Vietnamese Deputy Minister of Natural Resources and Environment Nguyen Thai Lai also urged for more talks before a decision on the dam is taken.
“[E]ach riparian country should show their responsibility by assuring that any future development and management of water resources proposed in the basin should be considered with due care and full precaution based on best scientific understanding of the potential impacts,” he said in a statement.
A representative from Thailand, which is responsible for the dam’s construction and financing through its banks and Thai company Ch Karnchang, acknowledged that the MRC had encountered difficulties but did not want to “assign blame,” according to the minutes.
Environmental groups have charged that Laos has violated the Mekong Agreement by going forward with the Xayaburi dam without all the countries involved agreeing.
Donors to MRC countries— which include Australia, Finland, Belgium and the U.S., as well as the Asian Development Bank and the World Bank—said that six months of consultation was too short.
“We recommend that all ambiguities regarding the application of the PNPCA be resolved before any future mainstream project proceeds,” the donors said in a joint statement.
“We encourage the government of Lao PDR…to officially inform the MRC Secretariat about the proposed changes to the design of the Xayaburi dam to make sure that legitimate concerns of the other MRC member states are taken into account,” the statement added.
Donors also expressed displeasure over the MRC’s decision not to invite environmental group World Wildlife Fund (WWF) to observe the meeting’s proceedings.
“In that context, we encourage the member countries to facilitate a transparent process that allows observers to hold official status.”

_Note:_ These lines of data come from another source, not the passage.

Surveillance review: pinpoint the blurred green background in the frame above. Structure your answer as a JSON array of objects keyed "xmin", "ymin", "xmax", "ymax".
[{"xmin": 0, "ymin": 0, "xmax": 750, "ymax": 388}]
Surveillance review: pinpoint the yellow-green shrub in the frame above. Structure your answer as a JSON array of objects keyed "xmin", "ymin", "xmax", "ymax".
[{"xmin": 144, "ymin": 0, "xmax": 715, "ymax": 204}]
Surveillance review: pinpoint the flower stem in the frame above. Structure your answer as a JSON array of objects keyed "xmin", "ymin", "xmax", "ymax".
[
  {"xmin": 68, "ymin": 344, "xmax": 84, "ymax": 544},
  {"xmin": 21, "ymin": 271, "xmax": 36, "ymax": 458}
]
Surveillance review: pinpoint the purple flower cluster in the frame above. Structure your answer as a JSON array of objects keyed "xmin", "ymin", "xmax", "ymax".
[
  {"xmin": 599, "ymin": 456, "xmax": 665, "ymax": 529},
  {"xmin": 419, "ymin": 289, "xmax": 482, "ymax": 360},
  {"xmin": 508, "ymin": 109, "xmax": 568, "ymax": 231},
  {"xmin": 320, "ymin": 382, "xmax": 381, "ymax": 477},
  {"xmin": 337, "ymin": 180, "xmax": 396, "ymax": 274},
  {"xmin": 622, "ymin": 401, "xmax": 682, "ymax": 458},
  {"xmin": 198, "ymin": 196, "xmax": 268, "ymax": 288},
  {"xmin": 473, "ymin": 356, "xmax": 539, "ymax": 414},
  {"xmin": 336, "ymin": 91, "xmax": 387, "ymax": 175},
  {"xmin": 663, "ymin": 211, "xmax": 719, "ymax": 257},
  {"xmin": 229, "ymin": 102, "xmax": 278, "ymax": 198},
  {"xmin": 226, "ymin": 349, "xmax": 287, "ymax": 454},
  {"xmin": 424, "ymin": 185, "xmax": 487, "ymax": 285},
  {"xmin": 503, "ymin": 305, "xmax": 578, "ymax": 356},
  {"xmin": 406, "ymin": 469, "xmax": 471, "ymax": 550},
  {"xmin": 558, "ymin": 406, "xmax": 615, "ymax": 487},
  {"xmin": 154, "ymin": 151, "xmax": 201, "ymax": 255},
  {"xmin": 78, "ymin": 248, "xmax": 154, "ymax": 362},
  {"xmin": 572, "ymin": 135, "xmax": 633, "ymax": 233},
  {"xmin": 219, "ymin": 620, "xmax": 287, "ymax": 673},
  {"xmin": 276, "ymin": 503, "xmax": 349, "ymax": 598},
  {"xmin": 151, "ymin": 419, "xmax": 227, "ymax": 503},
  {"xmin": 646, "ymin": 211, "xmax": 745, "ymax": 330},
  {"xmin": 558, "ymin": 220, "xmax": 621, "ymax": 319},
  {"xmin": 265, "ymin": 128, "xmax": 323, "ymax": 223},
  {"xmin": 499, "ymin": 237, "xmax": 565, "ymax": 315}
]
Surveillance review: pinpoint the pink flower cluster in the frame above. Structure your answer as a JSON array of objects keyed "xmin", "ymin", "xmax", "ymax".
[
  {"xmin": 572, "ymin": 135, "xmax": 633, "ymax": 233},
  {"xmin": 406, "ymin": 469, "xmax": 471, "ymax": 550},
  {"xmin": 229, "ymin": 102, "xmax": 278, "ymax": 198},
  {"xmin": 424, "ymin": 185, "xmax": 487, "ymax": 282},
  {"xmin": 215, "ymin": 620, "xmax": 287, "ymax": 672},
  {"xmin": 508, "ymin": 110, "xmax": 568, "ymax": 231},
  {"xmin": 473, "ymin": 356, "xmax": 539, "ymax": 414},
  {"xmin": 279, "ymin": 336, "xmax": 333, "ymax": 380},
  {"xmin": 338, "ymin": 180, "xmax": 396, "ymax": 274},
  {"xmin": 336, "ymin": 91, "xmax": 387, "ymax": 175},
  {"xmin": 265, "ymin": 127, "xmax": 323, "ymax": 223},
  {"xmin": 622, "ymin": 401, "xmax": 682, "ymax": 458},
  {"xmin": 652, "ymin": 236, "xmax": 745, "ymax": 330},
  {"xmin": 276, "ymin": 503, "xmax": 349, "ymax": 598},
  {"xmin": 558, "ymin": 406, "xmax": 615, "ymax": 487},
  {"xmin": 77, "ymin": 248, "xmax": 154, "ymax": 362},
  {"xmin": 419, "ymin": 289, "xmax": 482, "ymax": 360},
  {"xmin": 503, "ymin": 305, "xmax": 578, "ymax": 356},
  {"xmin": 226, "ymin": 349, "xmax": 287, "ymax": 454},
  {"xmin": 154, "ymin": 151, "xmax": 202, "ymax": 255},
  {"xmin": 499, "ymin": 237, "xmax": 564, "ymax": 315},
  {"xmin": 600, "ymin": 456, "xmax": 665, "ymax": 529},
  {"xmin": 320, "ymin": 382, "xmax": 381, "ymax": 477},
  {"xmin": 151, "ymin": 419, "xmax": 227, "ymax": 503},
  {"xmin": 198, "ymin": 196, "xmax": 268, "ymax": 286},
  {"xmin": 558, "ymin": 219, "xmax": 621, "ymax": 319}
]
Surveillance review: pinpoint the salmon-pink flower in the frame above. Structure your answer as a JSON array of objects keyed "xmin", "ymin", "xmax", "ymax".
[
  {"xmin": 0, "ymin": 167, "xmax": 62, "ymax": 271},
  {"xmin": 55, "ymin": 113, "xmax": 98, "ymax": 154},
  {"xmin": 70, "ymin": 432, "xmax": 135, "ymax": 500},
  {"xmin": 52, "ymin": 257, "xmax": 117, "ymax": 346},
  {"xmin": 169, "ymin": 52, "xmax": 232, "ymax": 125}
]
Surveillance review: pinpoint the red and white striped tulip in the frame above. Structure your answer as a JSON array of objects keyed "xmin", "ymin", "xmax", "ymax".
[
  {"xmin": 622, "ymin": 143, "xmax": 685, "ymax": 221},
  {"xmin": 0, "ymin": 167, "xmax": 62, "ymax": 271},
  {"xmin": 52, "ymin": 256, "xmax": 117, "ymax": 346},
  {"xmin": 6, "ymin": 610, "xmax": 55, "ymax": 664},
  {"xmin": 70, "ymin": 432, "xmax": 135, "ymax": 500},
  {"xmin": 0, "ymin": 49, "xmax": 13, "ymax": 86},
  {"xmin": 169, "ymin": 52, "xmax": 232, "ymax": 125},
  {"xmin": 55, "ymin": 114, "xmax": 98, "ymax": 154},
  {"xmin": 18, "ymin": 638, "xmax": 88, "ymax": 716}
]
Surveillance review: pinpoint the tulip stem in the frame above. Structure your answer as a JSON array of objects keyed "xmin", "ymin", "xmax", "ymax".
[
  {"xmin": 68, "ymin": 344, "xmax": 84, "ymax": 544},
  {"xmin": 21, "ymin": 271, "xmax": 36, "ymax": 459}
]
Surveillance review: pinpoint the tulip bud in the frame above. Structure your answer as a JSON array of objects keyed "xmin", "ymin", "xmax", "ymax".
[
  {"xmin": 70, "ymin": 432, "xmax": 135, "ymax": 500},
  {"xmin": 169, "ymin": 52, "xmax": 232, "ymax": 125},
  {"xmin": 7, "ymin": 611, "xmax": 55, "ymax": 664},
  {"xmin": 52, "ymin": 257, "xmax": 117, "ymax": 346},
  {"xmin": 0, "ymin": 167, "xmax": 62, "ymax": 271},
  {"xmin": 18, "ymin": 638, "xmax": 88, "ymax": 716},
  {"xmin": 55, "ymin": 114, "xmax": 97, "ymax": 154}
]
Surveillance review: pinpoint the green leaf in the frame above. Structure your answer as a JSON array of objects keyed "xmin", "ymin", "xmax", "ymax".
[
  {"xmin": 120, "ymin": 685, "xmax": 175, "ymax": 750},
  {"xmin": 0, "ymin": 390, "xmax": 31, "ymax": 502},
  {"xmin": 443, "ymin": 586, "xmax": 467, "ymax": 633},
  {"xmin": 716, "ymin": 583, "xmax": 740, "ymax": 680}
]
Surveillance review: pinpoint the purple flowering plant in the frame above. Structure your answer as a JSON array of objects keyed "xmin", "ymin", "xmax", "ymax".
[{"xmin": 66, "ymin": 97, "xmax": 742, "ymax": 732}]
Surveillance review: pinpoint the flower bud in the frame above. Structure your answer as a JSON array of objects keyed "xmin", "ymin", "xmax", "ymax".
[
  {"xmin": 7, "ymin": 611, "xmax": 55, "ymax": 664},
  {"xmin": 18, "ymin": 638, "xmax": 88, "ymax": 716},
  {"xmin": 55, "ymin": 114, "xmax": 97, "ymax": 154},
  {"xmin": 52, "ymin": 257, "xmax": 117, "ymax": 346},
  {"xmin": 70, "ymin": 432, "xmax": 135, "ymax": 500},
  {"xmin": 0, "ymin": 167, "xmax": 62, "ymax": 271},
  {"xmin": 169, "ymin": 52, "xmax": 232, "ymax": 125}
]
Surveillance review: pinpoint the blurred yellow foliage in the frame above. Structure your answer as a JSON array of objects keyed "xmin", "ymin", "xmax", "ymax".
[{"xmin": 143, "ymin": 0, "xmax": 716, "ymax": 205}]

No explanation was provided to WWF about why they were not invited, said Marc Goichot, an expert on sustainable hydropower from WWF’s Greater Mekong program.
“We believe our [criticism] has always been science based and solution oriented,” Mr. Goichot said in an email. “[We are] saddened because WWF has dedicated a lot of time and resources over the past decade in supporting the MRC in its important and commendable objectives.”
Member countries and development partners will be able to visit the dam site today, a trip that will include a briefing by the project’s developers, MRC spokesman Surasak Glahan said in an email.
Kirk Herbertson, the Southeast Asia policy coordinator for environmental group International Rivers, praised Cambodia and Vietnam for their frank words to Laos, but said the real challenge now is to turn words into action.
“If this is not resolved, then the countries remain at high risk for making significant mistakes and allowing highly destructive projects to move forward,” Mr. Herbertson said.